While we can’t control the weather (yet), we can increase our odds of navigating slush-filled roadways successfully. Mental Floss spoke with American Automobile Association (AAA) driving education expert William Van Tassel, Ph.D., for some key tips on how to get your winter driving in gear.

1. GATHER SUPPLIES.

Before you even start your car up for a trip through inclement weather, Van Tassel recommends you pack a worst-case scenario trunk full of supplies. “In case of emergency, you want things on board like water, a blanket, a flashlight, gloves, and kitty litter,” he says. (That last one is for traction in case you get stuck in a snowbank.) You should also have road flares, a shovel, an ice scraper, and a fully-charged cell phone to call for assistance if needed.

2. SLOW DOWN.

Posted speed limit signs assume you’re driving on clear and clean roadways. If snow or ice has accumulated, you need to adjust your speed accordingly. “In slick conditions, tires lose a lot of traction,” Van Tassel says. “You should be cutting your speed down by half or more.” Unfortunately, a lot of people learn this the hard way. “After a snowstorm, we’ll see more crashes on day one than days two or three.”

Van Tassel also cautions to avoid becoming overconfident on snow tires. While they provide better traction in bad weather, it’s not license to speed up.

3. MAINTAIN A SAFE DISTANCE FROM OTHER CARS.

You should be doing this regardless, but bad weather makes it even more crucial. Keep your vehicle at a safe distance from cars behind, in front, and off to the sides, as well as away from pedestrians or cyclists. If you need to brake suddenly, you need time—and space—to avoid a collision. “You really want more space in front,” Van Tassel says. Try to stay between seven and 10 seconds behind the vehicle ahead. That means seeing a landmark and then counting down until you pass the same marker. If you’re only a few seconds behind, you’re too close.

4. DON’T STEER INTO SKIDS.

“That was an old rule of thumb,” Van Tassel says. “The problem is, by the time I remember to steer into a skid, I’m already in a ditch.” If you feel your vehicle sliding, it’s better to steer in the direction you want to go. “You’ll drive where you look, so don’t look at a telephone pole.”

To help maintain control of the car, you want to focus on doing one thing at a time. “If you’re going through a turn, brake, finish braking, then turn.

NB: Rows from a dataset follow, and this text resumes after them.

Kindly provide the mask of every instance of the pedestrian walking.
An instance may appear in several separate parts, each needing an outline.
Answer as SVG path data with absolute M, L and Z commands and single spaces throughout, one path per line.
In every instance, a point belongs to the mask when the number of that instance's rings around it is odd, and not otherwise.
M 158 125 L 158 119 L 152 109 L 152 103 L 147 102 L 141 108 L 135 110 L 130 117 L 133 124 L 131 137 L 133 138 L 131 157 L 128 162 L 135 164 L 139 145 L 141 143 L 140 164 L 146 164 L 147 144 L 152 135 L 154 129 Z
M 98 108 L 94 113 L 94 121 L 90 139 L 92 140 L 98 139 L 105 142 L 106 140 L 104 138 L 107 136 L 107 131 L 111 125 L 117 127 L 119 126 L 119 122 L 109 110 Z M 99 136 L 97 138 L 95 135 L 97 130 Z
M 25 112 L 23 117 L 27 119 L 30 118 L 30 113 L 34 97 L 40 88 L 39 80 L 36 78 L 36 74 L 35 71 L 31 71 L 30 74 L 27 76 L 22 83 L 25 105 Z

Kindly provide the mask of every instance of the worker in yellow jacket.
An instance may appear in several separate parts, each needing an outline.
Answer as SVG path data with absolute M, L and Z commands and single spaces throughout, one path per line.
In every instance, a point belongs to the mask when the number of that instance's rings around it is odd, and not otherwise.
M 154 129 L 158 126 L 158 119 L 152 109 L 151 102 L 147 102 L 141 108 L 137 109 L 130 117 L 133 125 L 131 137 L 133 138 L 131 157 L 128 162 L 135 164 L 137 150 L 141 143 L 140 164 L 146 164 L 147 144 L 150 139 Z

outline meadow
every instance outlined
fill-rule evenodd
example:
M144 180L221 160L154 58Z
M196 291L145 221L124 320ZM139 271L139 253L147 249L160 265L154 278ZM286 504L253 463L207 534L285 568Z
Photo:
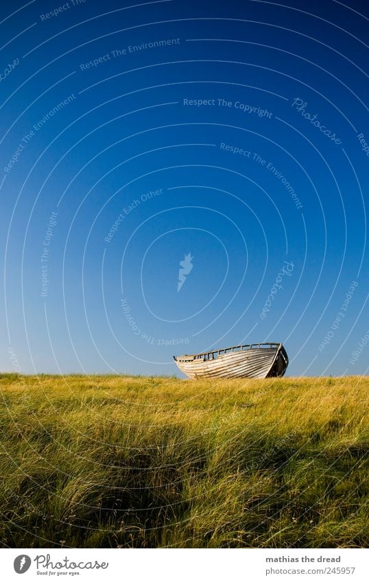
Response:
M369 541L369 378L0 375L2 547Z

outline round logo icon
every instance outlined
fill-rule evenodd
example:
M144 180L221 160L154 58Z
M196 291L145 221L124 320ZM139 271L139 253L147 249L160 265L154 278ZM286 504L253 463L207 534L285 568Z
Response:
M31 566L31 558L25 554L17 556L14 560L14 570L17 574L24 574Z

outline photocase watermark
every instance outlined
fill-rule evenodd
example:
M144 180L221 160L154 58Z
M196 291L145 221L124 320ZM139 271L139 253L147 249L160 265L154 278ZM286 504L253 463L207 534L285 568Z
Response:
M26 554L17 556L14 561L14 568L17 574L24 574L29 568L32 560Z
M284 265L278 274L276 282L270 289L270 293L268 295L267 299L264 304L264 306L260 313L260 317L261 319L265 319L267 316L267 313L270 311L270 308L272 306L272 303L274 300L274 295L276 293L278 293L279 289L283 289L281 284L283 280L283 277L291 277L292 276L292 271L295 266L294 263L291 261L288 260L285 260L283 263Z
M366 335L361 339L359 342L359 345L357 346L357 349L355 350L353 352L353 357L350 360L350 363L351 365L354 365L354 364L358 361L359 358L361 355L361 352L364 349L365 346L368 343L369 340L369 330L368 330Z
M335 332L333 331L333 330L335 331L335 330L337 330L338 328L338 326L339 326L340 322L344 319L344 317L346 315L346 312L347 311L347 308L348 308L348 307L350 304L350 302L351 301L351 298L353 297L353 295L355 292L355 289L358 286L358 284L359 284L359 283L357 282L357 281L353 281L352 282L350 286L350 289L348 289L348 291L347 291L347 293L346 294L345 300L342 303L342 305L340 307L340 311L336 315L336 316L335 316L335 319L334 319L334 320L333 320L333 323L331 326L331 329L326 332L324 339L323 339L323 341L320 343L320 344L319 345L319 351L320 352L322 352L323 351L325 346L328 345L328 344L329 343L331 340L334 337Z
M238 109L243 113L257 115L259 117L266 117L271 119L273 114L267 109L263 109L260 106L250 105L241 101L229 101L226 99L187 99L184 98L183 106L187 107L225 107Z
M156 198L161 194L163 194L163 188L159 188L157 190L149 190L148 192L146 192L145 194L142 194L139 198L136 198L134 200L132 200L130 204L128 204L128 206L125 206L120 215L117 217L115 222L112 225L108 234L104 239L104 241L106 243L111 243L114 235L118 230L121 223L123 222L126 216L130 214L134 208L136 208L137 206L139 206L143 202L146 202L147 200Z
M53 10L50 10L49 12L40 14L40 19L43 21L45 21L49 20L49 19L55 18L56 16L58 16L59 14L61 14L62 12L64 12L66 10L73 8L74 6L80 6L81 4L84 4L86 2L86 0L69 0L68 2L65 2L64 4L58 6L58 8L53 8Z
M292 198L294 202L295 203L296 208L302 208L302 204L300 202L300 199L297 197L297 194L295 192L294 189L291 186L290 183L288 182L287 179L283 175L282 172L280 171L275 166L274 166L272 162L268 162L259 154L258 154L257 151L251 151L249 149L245 149L237 145L232 145L228 143L224 143L224 142L222 142L219 144L219 148L220 149L224 150L224 151L228 151L233 156L241 156L243 158L247 158L252 162L255 162L255 163L259 164L261 166L265 167L268 171L271 172L274 175L275 175L277 180L280 180L281 183L283 184L287 191Z
M192 264L193 258L193 257L191 256L191 253L189 253L188 254L184 255L184 258L183 259L183 260L180 261L177 293L180 292L187 276L192 271L192 267L193 267Z
M8 64L8 66L5 66L3 73L0 74L0 83L1 81L5 81L7 77L10 75L10 73L14 70L16 66L19 64L19 59L14 58L12 62L10 62Z
M6 173L10 173L13 167L16 164L19 158L21 157L22 152L24 151L27 145L29 143L29 142L33 139L35 136L37 132L38 132L45 123L49 121L51 117L53 117L56 113L58 113L60 111L61 109L63 109L67 105L69 105L72 101L74 101L75 99L75 95L74 93L72 93L71 95L69 95L66 99L63 101L58 103L53 109L50 110L47 113L46 113L42 119L40 119L37 121L36 123L34 123L32 126L32 129L29 130L27 134L23 136L22 139L21 140L20 143L18 145L18 147L14 152L13 155L10 158L10 160L4 167L4 172Z
M304 101L303 99L300 97L296 97L294 99L291 107L294 107L296 111L298 111L299 113L301 114L302 117L305 117L305 119L307 119L314 125L315 128L317 128L320 130L322 134L329 137L333 142L340 145L342 143L342 141L340 138L337 137L336 134L326 128L325 125L322 125L320 121L318 119L318 114L314 113L313 115L311 115L309 112L306 111L306 108L307 107L307 101Z
M149 43L141 43L139 45L128 45L126 47L121 49L115 49L113 51L105 53L105 54L101 55L87 62L82 62L80 64L80 69L81 71L86 71L88 69L93 69L95 66L98 66L104 62L107 62L109 60L111 61L116 58L120 58L120 57L124 57L134 53L139 53L142 51L152 49L163 49L180 44L180 38L162 38Z
M146 341L147 343L151 345L179 345L182 343L189 343L189 339L187 337L172 337L170 339L163 339L157 337L154 337L146 332L141 330L138 326L137 322L132 314L130 306L128 304L126 298L121 299L121 306L124 313L126 320L134 335L139 336L141 339Z
M366 141L364 134L357 134L357 139L361 144L361 149L366 154L366 157L369 158L369 143Z
M9 356L9 359L12 362L12 365L14 369L14 372L16 372L17 374L21 374L21 366L19 365L19 362L18 361L18 358L16 357L14 349L12 348L8 348L8 354Z
M53 237L53 229L56 226L56 217L58 215L58 213L51 213L51 216L49 217L49 222L47 223L47 227L46 232L45 233L44 240L43 240L43 252L41 255L41 297L47 297L47 293L49 291L49 278L48 278L48 271L49 271L49 252L50 252L50 243L51 241L52 237Z

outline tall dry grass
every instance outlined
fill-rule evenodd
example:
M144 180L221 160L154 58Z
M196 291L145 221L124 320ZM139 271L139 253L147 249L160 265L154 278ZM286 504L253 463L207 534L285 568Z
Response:
M10 547L362 547L364 377L0 375Z

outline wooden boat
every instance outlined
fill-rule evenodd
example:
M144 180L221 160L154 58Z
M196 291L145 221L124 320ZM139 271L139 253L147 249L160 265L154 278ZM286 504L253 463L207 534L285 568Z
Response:
M248 343L183 356L174 356L189 378L272 378L281 376L288 365L282 343Z

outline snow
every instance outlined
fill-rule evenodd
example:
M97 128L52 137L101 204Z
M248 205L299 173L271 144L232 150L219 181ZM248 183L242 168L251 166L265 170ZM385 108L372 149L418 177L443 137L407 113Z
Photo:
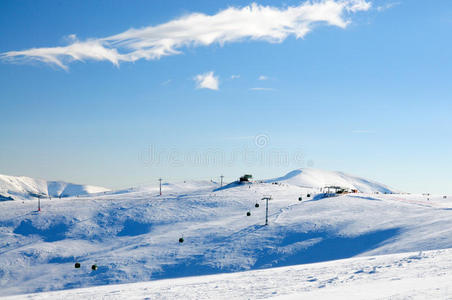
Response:
M267 182L279 182L309 188L323 188L326 186L340 186L348 189L356 189L362 193L397 193L398 191L388 186L364 178L352 176L338 171L327 171L312 168L304 168L289 172L283 177L267 180Z
M317 197L323 184L367 192ZM415 287L426 295L447 293L450 263L436 264L452 255L438 251L452 248L450 197L383 191L394 190L339 172L301 169L221 189L210 181L164 182L162 196L158 186L142 186L41 199L39 213L36 200L3 201L0 295L96 286L30 297L179 298L186 291L189 298L323 298L348 288L365 293L366 285L378 291L396 277L405 282L393 290L402 296ZM268 226L264 195L272 196ZM75 269L75 262L82 267ZM416 274L424 269L429 284L418 285Z
M0 174L0 201L2 198L13 200L41 197L71 197L109 191L107 188L68 183L64 181L46 181L25 176Z
M26 295L27 299L446 299L452 249ZM24 295L6 297L22 299Z

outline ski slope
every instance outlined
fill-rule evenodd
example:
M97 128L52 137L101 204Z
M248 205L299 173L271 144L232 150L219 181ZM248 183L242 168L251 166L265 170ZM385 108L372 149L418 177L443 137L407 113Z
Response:
M25 176L8 176L0 174L0 201L24 200L36 197L72 197L109 191L107 188L68 183L64 181L47 181Z
M452 249L26 295L27 299L447 299ZM24 295L5 298L22 299Z
M272 274L264 270L452 248L450 197L384 194L382 188L392 189L365 180L359 190L367 192L316 197L318 186L332 180L358 187L356 177L324 174L297 170L278 180L223 188L210 181L165 183L162 196L154 186L41 199L39 213L37 201L0 202L0 295L248 270ZM328 180L307 184L314 175ZM268 226L264 195L272 196ZM75 269L75 262L82 267ZM92 264L98 270L91 271ZM181 286L191 282L178 280ZM143 287L158 282L170 285ZM194 291L192 298L202 295Z

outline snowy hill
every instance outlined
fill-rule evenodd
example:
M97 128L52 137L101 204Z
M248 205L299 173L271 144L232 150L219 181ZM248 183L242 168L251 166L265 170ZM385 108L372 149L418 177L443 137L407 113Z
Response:
M109 189L92 185L46 181L25 176L0 175L0 197L4 200L32 199L38 196L71 197L106 191L109 191Z
M15 299L450 299L452 249L37 293Z
M452 248L450 197L317 198L294 174L278 185L190 181L165 183L162 196L153 186L44 199L39 213L36 201L0 202L2 295Z
M266 182L285 182L299 187L323 188L326 186L340 186L349 189L357 189L361 193L397 193L398 191L388 186L348 175L337 171L304 168L287 173L283 177L267 180Z

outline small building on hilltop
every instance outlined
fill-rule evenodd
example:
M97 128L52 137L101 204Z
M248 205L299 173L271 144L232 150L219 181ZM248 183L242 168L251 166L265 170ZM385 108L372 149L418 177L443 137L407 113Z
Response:
M251 174L245 174L242 177L240 177L240 182L251 182L251 179L253 179L253 175Z

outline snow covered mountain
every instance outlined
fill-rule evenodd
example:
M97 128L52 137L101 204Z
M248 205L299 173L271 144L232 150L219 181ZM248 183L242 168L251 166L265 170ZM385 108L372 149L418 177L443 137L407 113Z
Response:
M338 182L344 178L340 173L324 175L321 183L311 179L322 178L319 174L325 171L297 170L275 179L281 184L269 180L224 189L208 181L164 183L162 196L153 186L43 199L40 212L37 201L0 202L1 294L452 248L449 196L376 194L381 190L371 181ZM329 184L372 192L314 197L317 187ZM268 226L264 195L272 196ZM81 267L74 268L75 262ZM93 264L97 270L91 270ZM399 272L399 264L394 266ZM356 267L347 269L346 278L378 272ZM300 289L330 284L328 278L311 279Z
M106 191L109 189L99 186L0 174L0 201L32 199L38 196L72 197Z
M287 173L285 176L269 179L266 182L285 182L299 187L323 188L326 186L340 186L356 189L361 193L397 193L384 184L348 175L337 171L303 168Z

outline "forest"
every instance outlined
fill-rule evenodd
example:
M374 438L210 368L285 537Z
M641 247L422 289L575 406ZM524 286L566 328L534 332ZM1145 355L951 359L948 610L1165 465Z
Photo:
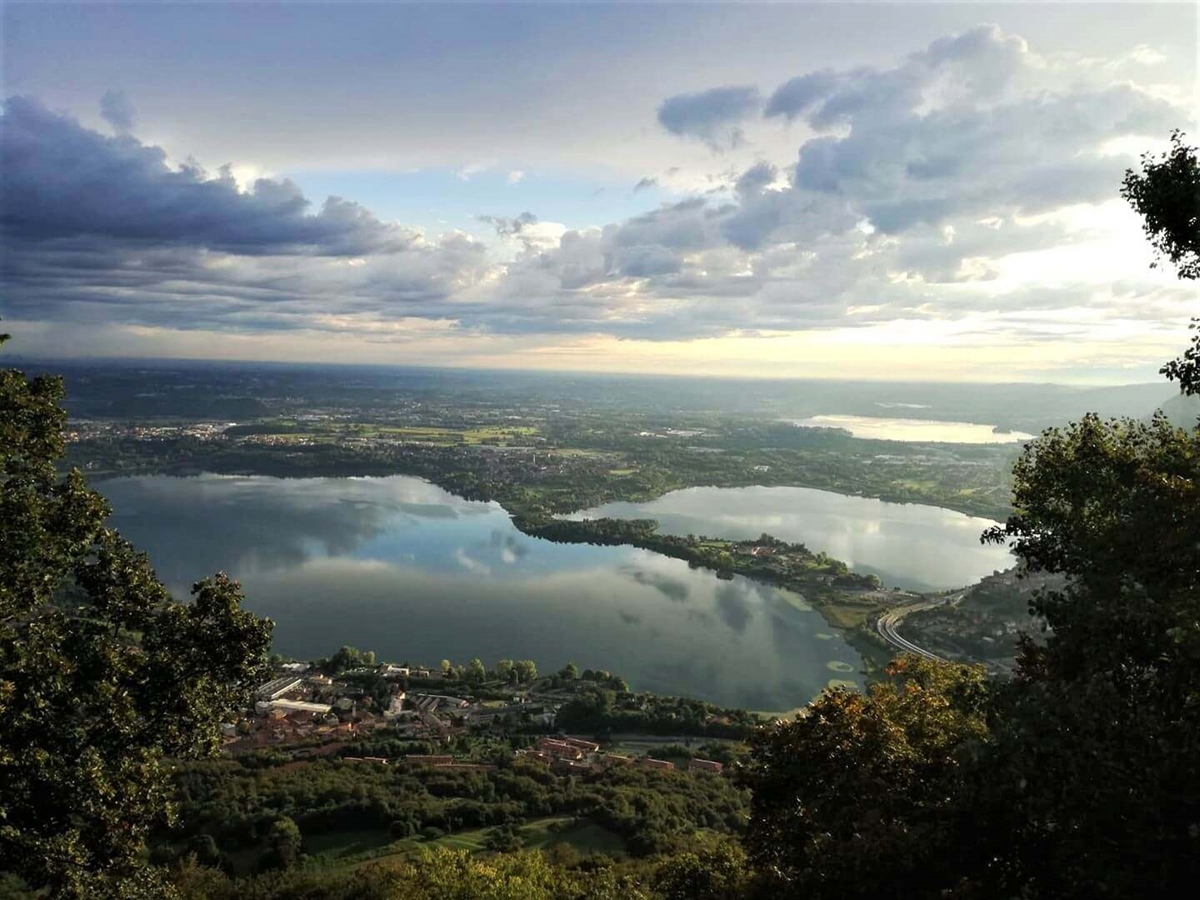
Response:
M1122 196L1200 276L1195 149L1176 133ZM1200 331L1163 372L1200 392ZM754 727L728 774L448 772L220 757L271 623L223 574L176 601L106 527L60 472L62 390L0 371L7 896L1091 900L1200 878L1200 428L1088 414L1025 449L986 539L1063 581L1033 595L1048 637L1010 678L902 656ZM578 727L620 715L592 680ZM414 846L326 864L354 830Z

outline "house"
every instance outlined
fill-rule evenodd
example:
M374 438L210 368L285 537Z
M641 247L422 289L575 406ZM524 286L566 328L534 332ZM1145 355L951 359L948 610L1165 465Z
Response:
M278 700L288 691L299 688L301 684L304 684L304 678L296 678L295 676L275 678L266 684L260 684L258 686L258 696L268 701Z
M306 703L302 700L272 700L266 704L266 707L271 713L278 709L282 710L284 715L288 713L325 715L331 709L328 703Z
M586 754L598 754L600 752L600 745L594 744L590 740L580 740L578 738L563 738L564 744L570 746L576 746Z
M424 754L409 754L408 756L401 758L404 762L412 763L413 766L450 766L454 763L452 756L427 756Z
M658 772L674 770L674 763L666 760L652 760L649 756L643 756L638 762L643 769L655 769Z
M571 746L566 742L554 738L542 738L538 742L538 749L556 760L578 760L583 756L583 751L577 746Z
M632 756L622 756L620 754L605 754L600 757L600 764L606 769L613 766L631 766L632 763Z

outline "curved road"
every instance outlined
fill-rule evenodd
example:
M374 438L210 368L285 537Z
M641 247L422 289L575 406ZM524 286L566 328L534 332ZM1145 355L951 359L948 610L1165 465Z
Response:
M878 632L880 637L905 653L916 653L918 656L924 656L925 659L931 659L936 662L944 662L946 660L936 653L930 653L929 650L918 647L912 641L901 637L896 632L896 628L908 613L920 612L922 610L932 610L935 606L941 606L942 604L949 602L958 596L961 596L961 594L946 594L930 600L922 600L920 602L911 604L908 606L900 606L895 610L888 610L875 620L875 630Z

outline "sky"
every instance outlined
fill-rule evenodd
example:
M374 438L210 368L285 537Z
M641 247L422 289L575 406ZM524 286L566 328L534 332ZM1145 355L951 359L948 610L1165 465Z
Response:
M1153 380L1198 5L0 5L28 356ZM1198 143L1189 138L1190 143Z

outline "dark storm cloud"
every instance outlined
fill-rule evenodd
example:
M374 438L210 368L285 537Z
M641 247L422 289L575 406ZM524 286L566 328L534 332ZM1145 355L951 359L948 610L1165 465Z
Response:
M114 125L125 106L106 95ZM228 168L216 178L194 163L172 168L162 149L104 137L30 97L5 103L0 169L0 226L16 239L91 236L244 256L362 256L410 240L337 197L312 214L290 181L259 179L242 193Z
M532 212L480 216L517 251L504 260L464 234L428 239L336 198L314 214L286 181L241 192L228 172L173 168L157 148L17 98L0 137L4 311L370 340L425 319L470 334L668 341L1006 306L1104 313L1086 277L1042 293L1009 287L1008 300L962 290L998 281L1006 254L1087 238L1031 217L1114 199L1134 157L1112 142L1188 121L1104 70L1046 66L1020 38L982 26L893 67L802 73L756 120L803 124L791 164L728 167L704 186L714 192L560 236ZM761 106L752 88L716 88L671 97L659 119L727 146ZM1128 314L1162 318L1176 301L1129 302Z
M742 140L739 122L752 116L762 104L758 89L734 85L696 94L678 94L662 101L659 124L672 134L698 138L714 149Z

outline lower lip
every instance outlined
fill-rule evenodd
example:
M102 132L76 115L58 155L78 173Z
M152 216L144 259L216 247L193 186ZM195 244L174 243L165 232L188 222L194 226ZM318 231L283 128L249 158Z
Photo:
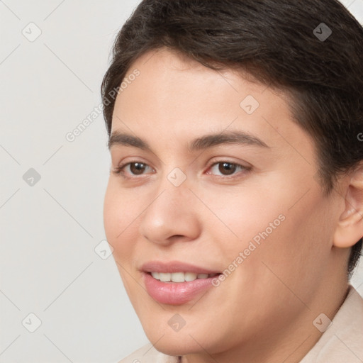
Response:
M189 282L162 282L150 274L143 273L146 290L156 301L169 305L182 305L193 300L201 291L213 286L212 280L196 279Z

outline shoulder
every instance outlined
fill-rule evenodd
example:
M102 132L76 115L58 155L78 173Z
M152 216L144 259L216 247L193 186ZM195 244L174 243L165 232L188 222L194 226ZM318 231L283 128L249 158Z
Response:
M177 363L176 357L157 351L151 343L141 347L118 363Z
M348 294L332 323L301 363L361 363L362 342L363 298L350 285Z

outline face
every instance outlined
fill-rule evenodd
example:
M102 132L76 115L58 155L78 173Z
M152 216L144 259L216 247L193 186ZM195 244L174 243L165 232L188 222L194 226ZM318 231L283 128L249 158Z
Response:
M104 226L147 337L216 353L311 325L341 203L288 98L167 50L135 69L115 104Z

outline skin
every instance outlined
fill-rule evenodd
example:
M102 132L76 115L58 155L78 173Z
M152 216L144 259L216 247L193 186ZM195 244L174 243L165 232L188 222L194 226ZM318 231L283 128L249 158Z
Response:
M289 98L250 77L167 49L139 57L128 73L135 69L140 76L116 99L112 133L137 135L152 151L111 147L104 212L148 339L183 362L299 362L321 335L313 320L322 313L333 319L346 296L350 247L363 230L363 178L342 178L326 196L314 143L294 121ZM240 106L247 95L259 103L250 115ZM196 138L235 130L268 147L187 148ZM130 164L123 177L113 172L132 162L146 164L141 174ZM223 162L247 169L231 177L223 164L211 167ZM186 176L177 187L167 179L176 167ZM180 306L146 292L140 269L147 261L223 272L279 215L284 220L218 287ZM178 332L168 324L176 313L186 322Z

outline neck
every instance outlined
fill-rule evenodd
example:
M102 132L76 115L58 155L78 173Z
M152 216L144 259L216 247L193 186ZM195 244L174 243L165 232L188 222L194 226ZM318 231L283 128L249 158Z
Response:
M228 351L190 354L178 357L179 363L298 363L315 345L323 333L313 322L323 313L330 320L340 308L348 291L346 279L339 284L322 284L318 294L296 316L284 326L264 329L258 337ZM337 292L339 291L339 292Z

Don’t brake and turn at the same time.”

5. KEEP YOUR HEADLIGHTS ON.

Yep, even in broad daylight. Bad weather limits visibility, and headlights allow both you and your fellow drivers to orient a vehicle. “You’re twice as visible to other drivers that way,” Van Tassel says. “When people can see you, they can avoid you.”

Van Tassel also recommends that drivers avoid relying on fancy car technology to keep them safe. While blind spot monitoring and lane changing sensors are useful, they’re not there so you can zone out. “The tech is there to back you up if you need it. Drive the car, but don’t rely on those things,” he says.